The absence of clinically significant higher-order optical aberrations in the professional baseball population further highlights the importance of performing careful refraction in this group. In light of these data, when a baseball player presents with poor visual function (worse than the average 20/12.5 in this population), careful correction of all spherical and astigmatic refractive errors takes on greater importance. Because we found that professional baseball players have no clinically significant higher-order optical aberrations, we believe their visual system is limited by LOAs. A simple correction of a small spherical and/or astigmatic refractive error, which may not be applicable to the general population, may have a significant impact on the visual function and success of a professional baseball player.

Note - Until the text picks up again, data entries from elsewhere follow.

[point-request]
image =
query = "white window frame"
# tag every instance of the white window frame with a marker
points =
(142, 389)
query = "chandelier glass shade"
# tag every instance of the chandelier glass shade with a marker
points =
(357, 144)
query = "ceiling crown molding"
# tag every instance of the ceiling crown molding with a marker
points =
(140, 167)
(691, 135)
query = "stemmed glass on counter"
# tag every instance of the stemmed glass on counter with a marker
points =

To the extent possible, given the exceptional visual acuity demands, contact lenses and refractive surgery could be considered treatment options where applicable. Careful preoperative measurement of LOAs is critical when planning a refractive procedure. Although the population of baseball players had a mean Zernike astigmatism near zero, individual eyes typically have significant amounts of Zernike astigmatism that could be limit visual performance. In this study, we concentrated solely on visual acuity as it relates to sports performance. Professional baseball players and other exceptional athletes have other visual attributes that set their visual systems apart from those in the general population. Their visual acuity must be combined with their superior stereopsis and contrast sensitivity to tell the complete story of why their visual function is exceptional.17
Future issues regarding the role of higher-order optical aberration in professional baseball players are many. For example, does varying the pupil size produce appreciably different results? Certainly, baseball players are subject many different lighting conditions and the bright light of a day game may cause the pupil to constrict and thus significantly affect the optical aberrations in the eye compared with a night game, during which the pupil would be expected to be larger. Also, which optical aberrations, if any, may be beneficial to baseball performance, providing an advantage in identifying the spin pattern of the pitched ball or the pitcher's finger position immediately before the ball is released. Finally, does a combination of optical aberrations that might provide this benefit exist?